I did add a fuse to the stop light circuit, and may try to change it around so that it is tied into the ignition key. Currently, if the brake light switch were to stick the rear brake light would stay on and kill the battery. The system is 6 volt - so not much capacity for additional lights or accessories. Turn signals would be nice, but given the amount of usage this will likely get, I don't currently plan to add them. A bright stop light might be more useful just from a safety perspective - there are some automotive 6 volt LED options available so I may explore that further.
With the wiring tidied up and the ignition switch repaired, I moved on to the next item. I noticed that one of the securing bolts for the rear gear case seemed loose, and then when I pulled on it, it came away completely - totally stripped. I heli-coiled the two securing bolt holes - and to do this I had to remove the rear wheel completely, as while they initially looked to be blind holes, they actually weren't ! With the wheel off, I removed the gear cover plate, cleaned off the grease and tapped and helicoiled both bolt holes. It is interesting that for adding grease to the rear drive gears, you are told not to use the grease fitting at the top of the housing, but to remove one of these bolts and add grease through the bolt hole. The grease fitting at the top of the photo looks like a standard Suzuki swing arm fitting, so I will be checking to see if that might be a replacement option.
Next on the list was an oil change, and a check of the tappets - all seemed well, and so after that I took it for a short ride.
Frame
Of the many unique features of the Nimbus is the frame. It is made of riveted flat steel strips making it a sort of Victorian design I suppose. The frame can be prone to cracks around the rivets, but it must be acknowledged that this does not seem to be a common failure mode. Some photos are shown below:
Tools
The tool kit for the Nimbus is fairly basic and carried in a cylindrical tool box (indicated by the arrow in the photo below), which is normally mounted under the frame and behind the centre stand. The opening for the tool box is to the right side of the bike as otherwise the tool box lid will interfere with the kick start. On the military version, the tool kit is mounted behind the rear passenger pillion mount.
The tools included are:
- a set of feeler gauges
- a pair of pliers
- a flat blade screw driver
- a spark plug box wrench
- a 10 and 14 mm double ended box wrench
- a torque bar for the box wrench
- a 10 and 14 open ended wrench
- a 17 and 19 mm open ended wrench
- tire levers
Colour
With any machine like this, you wonder whether the paint is either original or even slightly resembles how it looked originally. In this instance, with the help of Lars Persson in Denmark, I was lucky in being able to positively identify the model of machine and therefore its original paint scheme.
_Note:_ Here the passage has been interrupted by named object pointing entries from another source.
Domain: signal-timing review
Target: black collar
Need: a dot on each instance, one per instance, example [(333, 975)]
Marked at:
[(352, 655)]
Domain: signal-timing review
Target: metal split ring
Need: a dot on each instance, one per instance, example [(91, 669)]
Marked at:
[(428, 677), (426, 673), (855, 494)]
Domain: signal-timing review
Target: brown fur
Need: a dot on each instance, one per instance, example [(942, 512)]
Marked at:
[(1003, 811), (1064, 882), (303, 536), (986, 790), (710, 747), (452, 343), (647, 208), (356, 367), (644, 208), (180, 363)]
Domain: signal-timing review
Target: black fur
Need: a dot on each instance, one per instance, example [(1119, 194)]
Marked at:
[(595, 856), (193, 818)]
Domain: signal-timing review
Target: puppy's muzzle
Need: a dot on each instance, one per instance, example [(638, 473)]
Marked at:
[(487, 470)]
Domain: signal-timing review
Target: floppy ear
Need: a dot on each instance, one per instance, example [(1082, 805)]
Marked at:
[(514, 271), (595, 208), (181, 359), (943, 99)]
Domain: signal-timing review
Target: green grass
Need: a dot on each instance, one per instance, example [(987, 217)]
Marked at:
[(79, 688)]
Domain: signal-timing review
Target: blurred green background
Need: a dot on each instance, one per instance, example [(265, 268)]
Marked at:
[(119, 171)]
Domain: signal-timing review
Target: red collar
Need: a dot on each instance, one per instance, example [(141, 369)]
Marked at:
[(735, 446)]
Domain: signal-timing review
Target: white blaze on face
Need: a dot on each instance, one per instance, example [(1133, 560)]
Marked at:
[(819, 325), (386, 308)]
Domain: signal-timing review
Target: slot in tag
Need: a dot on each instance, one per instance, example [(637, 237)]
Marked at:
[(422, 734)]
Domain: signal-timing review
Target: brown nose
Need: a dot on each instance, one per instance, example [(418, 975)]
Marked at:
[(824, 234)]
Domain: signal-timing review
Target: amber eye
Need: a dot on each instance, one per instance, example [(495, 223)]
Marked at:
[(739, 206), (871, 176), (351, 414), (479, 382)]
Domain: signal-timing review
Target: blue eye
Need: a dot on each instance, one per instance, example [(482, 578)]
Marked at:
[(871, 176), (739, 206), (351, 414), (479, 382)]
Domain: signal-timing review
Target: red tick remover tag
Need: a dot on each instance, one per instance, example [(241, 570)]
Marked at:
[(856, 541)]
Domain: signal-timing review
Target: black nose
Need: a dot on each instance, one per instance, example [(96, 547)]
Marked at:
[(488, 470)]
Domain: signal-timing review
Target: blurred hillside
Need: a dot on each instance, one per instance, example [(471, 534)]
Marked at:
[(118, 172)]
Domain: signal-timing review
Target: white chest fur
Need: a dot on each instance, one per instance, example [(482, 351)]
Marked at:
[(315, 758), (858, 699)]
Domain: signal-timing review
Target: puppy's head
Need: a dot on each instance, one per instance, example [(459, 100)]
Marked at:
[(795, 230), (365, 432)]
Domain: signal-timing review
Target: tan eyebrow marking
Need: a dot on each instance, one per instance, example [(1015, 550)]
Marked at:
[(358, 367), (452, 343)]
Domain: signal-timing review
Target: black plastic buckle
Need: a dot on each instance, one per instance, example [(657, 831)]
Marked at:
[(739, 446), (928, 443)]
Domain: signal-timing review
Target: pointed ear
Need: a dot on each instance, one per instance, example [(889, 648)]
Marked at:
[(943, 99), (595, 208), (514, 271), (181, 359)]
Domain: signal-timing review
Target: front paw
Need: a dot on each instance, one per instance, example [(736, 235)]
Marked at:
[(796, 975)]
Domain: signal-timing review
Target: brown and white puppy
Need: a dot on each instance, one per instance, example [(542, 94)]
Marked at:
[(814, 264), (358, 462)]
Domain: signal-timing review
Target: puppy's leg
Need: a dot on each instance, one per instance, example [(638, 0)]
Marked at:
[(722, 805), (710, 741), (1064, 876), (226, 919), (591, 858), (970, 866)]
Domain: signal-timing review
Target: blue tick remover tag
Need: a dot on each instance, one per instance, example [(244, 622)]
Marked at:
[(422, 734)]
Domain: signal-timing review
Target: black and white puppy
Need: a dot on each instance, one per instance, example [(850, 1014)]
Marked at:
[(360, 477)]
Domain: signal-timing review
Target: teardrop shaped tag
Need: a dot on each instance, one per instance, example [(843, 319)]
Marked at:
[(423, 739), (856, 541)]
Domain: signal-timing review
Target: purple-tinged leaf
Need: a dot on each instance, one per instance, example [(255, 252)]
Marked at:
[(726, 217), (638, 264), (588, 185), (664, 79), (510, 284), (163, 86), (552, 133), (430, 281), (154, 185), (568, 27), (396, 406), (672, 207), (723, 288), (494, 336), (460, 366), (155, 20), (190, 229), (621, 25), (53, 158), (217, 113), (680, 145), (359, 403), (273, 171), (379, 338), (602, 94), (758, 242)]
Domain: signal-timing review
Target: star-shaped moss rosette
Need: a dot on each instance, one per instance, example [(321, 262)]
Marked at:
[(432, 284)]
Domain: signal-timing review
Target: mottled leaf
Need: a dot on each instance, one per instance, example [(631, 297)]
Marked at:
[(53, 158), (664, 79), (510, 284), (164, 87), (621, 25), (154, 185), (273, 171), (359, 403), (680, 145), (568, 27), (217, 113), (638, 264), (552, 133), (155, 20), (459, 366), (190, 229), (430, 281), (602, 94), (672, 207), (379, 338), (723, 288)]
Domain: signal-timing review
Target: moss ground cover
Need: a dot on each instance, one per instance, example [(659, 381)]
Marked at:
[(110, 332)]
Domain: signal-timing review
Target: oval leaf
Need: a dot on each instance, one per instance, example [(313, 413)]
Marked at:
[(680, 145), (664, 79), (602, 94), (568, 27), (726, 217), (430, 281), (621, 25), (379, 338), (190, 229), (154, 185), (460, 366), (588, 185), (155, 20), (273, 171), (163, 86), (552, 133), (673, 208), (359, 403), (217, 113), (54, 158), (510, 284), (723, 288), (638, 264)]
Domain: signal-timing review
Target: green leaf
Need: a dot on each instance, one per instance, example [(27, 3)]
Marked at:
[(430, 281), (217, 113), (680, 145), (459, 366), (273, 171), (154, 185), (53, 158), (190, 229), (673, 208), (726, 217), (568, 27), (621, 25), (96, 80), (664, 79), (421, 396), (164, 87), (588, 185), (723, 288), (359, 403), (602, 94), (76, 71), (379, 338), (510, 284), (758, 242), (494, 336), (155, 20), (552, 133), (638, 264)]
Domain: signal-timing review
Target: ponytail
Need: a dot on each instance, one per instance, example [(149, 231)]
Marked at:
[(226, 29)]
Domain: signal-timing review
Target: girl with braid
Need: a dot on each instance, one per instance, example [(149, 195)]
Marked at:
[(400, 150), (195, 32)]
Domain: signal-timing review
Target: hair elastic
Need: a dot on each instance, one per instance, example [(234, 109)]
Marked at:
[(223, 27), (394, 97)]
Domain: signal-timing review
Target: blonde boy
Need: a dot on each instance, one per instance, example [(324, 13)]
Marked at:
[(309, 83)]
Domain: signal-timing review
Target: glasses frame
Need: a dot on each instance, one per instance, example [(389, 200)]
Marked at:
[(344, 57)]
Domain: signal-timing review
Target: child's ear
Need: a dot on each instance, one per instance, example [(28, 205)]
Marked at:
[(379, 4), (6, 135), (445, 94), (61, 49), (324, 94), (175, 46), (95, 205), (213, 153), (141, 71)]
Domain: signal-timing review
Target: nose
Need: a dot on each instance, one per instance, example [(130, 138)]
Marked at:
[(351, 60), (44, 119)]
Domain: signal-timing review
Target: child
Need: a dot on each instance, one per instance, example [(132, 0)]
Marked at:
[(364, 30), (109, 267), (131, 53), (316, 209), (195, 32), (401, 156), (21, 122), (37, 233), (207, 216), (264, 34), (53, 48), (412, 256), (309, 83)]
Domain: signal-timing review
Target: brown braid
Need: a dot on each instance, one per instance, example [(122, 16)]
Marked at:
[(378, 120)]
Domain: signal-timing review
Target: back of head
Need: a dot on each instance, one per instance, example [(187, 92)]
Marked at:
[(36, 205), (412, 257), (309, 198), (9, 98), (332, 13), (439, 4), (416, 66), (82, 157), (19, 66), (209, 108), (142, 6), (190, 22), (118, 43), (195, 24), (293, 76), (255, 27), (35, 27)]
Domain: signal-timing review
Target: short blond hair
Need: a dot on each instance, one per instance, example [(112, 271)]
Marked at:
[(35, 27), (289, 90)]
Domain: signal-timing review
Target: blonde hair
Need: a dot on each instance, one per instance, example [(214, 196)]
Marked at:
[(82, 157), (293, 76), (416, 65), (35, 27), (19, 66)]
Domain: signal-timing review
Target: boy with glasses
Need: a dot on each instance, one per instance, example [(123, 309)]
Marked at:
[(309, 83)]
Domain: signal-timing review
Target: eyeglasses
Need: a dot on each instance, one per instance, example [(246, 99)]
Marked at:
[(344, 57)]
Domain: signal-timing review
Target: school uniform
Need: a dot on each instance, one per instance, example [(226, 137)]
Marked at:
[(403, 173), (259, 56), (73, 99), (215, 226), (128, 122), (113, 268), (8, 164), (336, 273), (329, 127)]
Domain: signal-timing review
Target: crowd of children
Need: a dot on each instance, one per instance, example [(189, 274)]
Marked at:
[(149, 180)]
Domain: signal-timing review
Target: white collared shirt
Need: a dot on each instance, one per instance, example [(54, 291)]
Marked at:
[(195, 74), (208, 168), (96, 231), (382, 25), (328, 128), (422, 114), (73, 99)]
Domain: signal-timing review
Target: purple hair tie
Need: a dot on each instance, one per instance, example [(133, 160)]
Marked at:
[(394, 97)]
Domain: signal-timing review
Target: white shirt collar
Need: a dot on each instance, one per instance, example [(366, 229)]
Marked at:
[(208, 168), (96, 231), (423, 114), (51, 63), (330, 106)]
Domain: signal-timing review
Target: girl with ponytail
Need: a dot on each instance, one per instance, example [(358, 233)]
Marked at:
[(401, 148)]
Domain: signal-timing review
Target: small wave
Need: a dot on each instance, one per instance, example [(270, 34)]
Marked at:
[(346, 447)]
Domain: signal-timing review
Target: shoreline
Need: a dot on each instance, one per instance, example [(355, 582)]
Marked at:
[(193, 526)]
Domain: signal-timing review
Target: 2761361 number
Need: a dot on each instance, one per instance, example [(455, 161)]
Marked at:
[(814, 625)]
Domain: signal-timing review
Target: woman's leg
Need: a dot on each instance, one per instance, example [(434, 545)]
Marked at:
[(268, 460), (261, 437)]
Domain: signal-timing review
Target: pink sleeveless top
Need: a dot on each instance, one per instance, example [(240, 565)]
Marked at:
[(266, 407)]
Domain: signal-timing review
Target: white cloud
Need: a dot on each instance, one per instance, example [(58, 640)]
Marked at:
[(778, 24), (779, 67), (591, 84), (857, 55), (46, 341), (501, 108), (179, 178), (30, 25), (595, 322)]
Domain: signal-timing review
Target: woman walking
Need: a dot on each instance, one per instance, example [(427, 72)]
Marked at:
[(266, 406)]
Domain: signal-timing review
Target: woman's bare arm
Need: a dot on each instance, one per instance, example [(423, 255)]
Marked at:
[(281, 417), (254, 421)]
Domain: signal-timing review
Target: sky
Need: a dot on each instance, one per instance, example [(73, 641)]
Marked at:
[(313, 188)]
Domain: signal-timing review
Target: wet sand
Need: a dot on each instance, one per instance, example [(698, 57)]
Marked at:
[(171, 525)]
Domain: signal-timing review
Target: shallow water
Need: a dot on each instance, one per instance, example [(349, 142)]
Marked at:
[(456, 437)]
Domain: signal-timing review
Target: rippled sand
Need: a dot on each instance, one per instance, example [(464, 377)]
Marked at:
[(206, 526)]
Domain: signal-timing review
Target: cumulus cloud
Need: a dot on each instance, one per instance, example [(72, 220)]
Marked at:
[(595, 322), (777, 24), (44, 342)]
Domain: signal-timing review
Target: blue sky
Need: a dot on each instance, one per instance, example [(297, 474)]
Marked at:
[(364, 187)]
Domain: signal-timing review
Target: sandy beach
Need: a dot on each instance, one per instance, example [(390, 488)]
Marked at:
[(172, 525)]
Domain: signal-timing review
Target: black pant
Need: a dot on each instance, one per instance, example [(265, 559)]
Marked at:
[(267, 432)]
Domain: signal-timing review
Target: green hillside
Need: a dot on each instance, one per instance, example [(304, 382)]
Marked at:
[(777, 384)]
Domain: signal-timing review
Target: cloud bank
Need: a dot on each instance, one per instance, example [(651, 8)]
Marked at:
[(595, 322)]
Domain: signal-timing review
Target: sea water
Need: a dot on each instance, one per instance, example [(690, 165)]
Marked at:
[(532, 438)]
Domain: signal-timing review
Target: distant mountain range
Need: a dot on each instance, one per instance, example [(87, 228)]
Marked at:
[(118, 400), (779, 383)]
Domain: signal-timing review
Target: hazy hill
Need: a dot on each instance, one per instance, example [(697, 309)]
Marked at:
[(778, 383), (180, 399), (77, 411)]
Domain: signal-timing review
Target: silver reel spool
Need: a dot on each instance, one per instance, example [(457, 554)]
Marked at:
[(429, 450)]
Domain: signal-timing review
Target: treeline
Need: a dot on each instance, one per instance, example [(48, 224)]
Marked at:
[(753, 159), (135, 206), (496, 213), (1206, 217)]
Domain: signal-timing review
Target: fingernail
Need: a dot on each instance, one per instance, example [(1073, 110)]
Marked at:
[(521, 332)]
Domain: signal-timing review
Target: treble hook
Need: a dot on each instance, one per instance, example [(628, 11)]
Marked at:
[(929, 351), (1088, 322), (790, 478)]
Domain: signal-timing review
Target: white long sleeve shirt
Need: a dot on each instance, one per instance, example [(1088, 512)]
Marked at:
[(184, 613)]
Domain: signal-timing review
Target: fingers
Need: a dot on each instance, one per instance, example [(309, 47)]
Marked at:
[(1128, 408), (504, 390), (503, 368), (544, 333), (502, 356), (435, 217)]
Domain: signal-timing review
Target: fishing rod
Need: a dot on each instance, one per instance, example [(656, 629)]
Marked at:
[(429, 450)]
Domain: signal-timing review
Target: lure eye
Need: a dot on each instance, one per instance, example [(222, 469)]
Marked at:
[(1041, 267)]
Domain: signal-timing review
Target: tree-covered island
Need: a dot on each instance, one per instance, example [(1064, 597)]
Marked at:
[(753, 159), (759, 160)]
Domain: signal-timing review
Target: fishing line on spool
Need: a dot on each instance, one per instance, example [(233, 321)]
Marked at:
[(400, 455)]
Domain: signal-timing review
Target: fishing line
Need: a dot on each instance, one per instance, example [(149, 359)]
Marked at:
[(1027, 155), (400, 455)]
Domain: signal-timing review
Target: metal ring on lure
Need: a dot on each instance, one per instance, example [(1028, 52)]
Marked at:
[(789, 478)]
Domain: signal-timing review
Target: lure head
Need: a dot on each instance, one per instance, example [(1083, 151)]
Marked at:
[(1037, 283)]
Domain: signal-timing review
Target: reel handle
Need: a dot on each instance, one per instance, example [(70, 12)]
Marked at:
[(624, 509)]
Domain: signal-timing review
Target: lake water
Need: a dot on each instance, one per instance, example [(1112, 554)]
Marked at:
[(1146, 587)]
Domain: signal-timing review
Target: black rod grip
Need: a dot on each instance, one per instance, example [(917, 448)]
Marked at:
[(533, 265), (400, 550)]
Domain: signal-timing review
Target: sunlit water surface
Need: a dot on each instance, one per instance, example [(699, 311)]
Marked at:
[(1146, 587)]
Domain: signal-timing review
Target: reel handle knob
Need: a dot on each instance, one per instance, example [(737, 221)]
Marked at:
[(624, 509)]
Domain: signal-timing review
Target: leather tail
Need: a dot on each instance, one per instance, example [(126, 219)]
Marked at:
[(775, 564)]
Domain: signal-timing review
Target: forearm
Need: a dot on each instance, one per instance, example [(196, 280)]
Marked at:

Based on the frame number and the original factory records, my Nimbus is a 'Special' and from the chart covering 1950 would have had a 'sort' (black) frame, with 'ingen' (no) 'staffering' (pinstriping). The underside of the tank would have been 'solv' (silver). The 'fælge' (rims), 'eger' (spokes) and 'nav' (hubs) were all 'solv' (silver) and that matched how it looks today. Obviously here and there it has been repainted and touched up, but it does appear that the bike is still using the same colour scheme as it originally had.